South Shore helps southern neighbors: Lake Tahoe firefighters on their way; Red Cross volunteers could follow |

South Shore helps southern neighbors: Lake Tahoe firefighters on their way; Red Cross volunteers could follow

Adam Jensen
Jim Grant / Tahoe Daily Tribune / A Tahoe Douglas fire engine and crew leaves Lake Tahoe for Southern California on Monday morning.

As a group of Lake Tahoe firefighters make their way to Southern California to help battle more than a dozen wildfires, local volunteers await a call-up of their own.

Fire engines from a strike team of Lake Tahoe-area firefighters began the journey south as early as Sunday night.

Tahoe Douglas Fire Protection District contributed two engines, while South Lake Tahoe Fire Department and Lake Valley Fire Protection District each contributed an engine.

“Sounds like we’re going to San Diego at this point” Jeff Michael, Lake Valley Fire Protection District chief, said Monday afternoon.

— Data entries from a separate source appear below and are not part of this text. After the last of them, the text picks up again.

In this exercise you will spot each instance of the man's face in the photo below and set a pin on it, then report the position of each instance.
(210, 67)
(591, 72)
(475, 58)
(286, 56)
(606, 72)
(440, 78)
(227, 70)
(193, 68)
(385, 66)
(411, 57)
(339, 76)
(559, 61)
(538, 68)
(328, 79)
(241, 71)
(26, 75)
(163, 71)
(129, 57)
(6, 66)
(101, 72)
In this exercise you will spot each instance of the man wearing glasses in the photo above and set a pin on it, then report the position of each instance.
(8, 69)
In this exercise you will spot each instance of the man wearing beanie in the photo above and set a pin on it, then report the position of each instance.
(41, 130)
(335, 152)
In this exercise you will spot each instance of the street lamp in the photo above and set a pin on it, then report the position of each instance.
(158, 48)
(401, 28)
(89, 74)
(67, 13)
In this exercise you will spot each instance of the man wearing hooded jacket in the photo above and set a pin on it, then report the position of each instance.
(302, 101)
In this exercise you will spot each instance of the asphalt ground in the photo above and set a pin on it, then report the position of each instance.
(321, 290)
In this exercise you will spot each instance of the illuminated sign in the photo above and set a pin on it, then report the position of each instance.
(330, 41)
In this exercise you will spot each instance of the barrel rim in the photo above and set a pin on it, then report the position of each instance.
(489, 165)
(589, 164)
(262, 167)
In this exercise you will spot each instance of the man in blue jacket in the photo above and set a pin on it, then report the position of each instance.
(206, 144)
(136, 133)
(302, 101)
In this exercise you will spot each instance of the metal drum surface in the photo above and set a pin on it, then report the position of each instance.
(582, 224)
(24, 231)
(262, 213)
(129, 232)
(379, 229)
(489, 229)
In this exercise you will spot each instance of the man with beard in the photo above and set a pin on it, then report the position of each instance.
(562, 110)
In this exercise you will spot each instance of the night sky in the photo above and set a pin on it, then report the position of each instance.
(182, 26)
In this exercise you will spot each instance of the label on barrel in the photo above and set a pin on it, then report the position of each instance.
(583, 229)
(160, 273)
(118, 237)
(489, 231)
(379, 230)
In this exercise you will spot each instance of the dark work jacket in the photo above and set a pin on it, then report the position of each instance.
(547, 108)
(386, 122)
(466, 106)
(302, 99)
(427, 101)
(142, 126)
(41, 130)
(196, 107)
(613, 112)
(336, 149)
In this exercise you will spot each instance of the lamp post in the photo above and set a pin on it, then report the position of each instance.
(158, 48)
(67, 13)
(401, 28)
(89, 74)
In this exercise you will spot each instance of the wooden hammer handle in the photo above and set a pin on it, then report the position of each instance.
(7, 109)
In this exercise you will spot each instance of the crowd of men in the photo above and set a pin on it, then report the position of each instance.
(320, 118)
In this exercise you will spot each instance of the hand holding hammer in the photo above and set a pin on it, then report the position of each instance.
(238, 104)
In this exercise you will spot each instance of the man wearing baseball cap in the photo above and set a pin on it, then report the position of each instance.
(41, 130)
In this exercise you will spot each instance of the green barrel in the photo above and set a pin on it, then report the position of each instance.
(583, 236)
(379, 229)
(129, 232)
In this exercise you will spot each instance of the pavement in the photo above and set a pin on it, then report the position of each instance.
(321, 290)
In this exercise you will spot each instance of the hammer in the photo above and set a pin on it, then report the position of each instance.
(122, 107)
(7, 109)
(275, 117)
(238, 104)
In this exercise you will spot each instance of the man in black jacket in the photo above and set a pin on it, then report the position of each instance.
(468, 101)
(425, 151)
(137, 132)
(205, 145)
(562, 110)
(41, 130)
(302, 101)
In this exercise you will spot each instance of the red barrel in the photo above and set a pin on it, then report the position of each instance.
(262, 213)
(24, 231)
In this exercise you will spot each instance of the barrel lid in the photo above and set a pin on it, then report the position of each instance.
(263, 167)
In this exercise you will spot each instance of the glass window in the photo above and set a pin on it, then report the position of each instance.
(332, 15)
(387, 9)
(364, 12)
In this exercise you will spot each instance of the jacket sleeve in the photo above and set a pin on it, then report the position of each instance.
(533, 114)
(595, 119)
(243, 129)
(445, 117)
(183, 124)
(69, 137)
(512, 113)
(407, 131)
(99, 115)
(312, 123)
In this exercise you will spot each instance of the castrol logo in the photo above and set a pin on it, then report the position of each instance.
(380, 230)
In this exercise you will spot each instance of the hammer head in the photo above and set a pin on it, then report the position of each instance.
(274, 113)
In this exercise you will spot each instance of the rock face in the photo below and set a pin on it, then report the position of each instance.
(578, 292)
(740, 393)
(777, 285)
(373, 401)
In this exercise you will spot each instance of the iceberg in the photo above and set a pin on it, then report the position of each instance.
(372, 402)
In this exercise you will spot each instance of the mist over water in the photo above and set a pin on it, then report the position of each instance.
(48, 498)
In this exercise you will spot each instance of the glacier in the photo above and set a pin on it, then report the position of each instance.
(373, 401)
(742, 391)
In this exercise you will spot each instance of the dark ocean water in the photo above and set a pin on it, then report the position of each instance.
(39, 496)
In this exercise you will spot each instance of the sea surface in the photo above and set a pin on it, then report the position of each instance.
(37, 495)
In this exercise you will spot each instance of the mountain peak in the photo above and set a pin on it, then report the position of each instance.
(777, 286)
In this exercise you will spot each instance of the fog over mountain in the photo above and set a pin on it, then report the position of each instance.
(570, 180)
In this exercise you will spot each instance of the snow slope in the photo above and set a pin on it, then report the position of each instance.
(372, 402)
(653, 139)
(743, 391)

North Lake Fire Protection District and Northstar also contributed crews to the strike team, according to South Lake Tahoe Fire Chief Lorenzo Gigliotti.

Each of the South Shore fire departments plans to use reserve engines to maintain firefighting potential in the Lake Tahoe Basin while the firefighters are away. The cost of sending the engines to Southern California is likely to be covered by federal grants, Michael said.

With the devastation expected to be widespread, several local Red Cross volunteers may also head toward the state-declared disaster area.

Although a national call-up by the Red Cross because of the fires had yet to occur as of Monday evening, representatives of both the Sacramento Sierra Chapter and the Northern Nevada Chapter of the American Red Cross were expecting their emergency response volunteers to be utilized during recovery efforts in Southern California.

“Right now we’re in waiting mode to see who is going to be called up and deployed,” said Michael Hurick, director of emergency services for the Northern Nevada Chapter of the American Red Cross. “The way things are going, we’ll probably have people deployed.”

The Sacramento-Sierra Chapter has already sent two emergency vehicles to Southern California to improve communication and distribute emergency supplies to Southern California, according chapter spokeswoman Courtney Miller.

With the Sacramento-Sierra region boasting more than 1,200 Red Cross- trained emergency responders, more than any other chapter in the nation, it is unclear if the South Lake Tahoe’s emergency responders for the Red Cross will be needed.

“It just depends on people’s availability,” Miller said on Monday.

The South Lake Tahoe Disaster Action Team of the Sacramento-Sierra chapter has three emergency responders properly trained to respond to national disasters, including a former casino employee, John Garofalos.

Garofalos could be used in a variety of disaster relief roles, but each one will require him to be ready to help at a moment’s notice.

“If they do need me, yes, I am ready to do that,” Garofalos said on Monday.

Tahoe residents react to fires

At the Community Care Center of Tahoe, in the old Mikasa building at the “Y,” the Southern California fires were viewed Monday in light of the devastating Angora fire at the South Shore over the summer. The Care Center was set up to distribute donations to Angora fire victims.

Andrea Jarone, an Angora fire survivor, was bringing to the center surplus donations she had received. She said she hopes the victims of the Southern California fires can experience support similar to that Angora fire victims received from the tight-knit Tahoe community.

Arlene Wolfe, a volunteer at center, described the new fires as scary and terrible. One of her daughters lives in Southern California, and although she hadn’t been directly effected by the fires, she is close enough that she had ashes falling into her yard.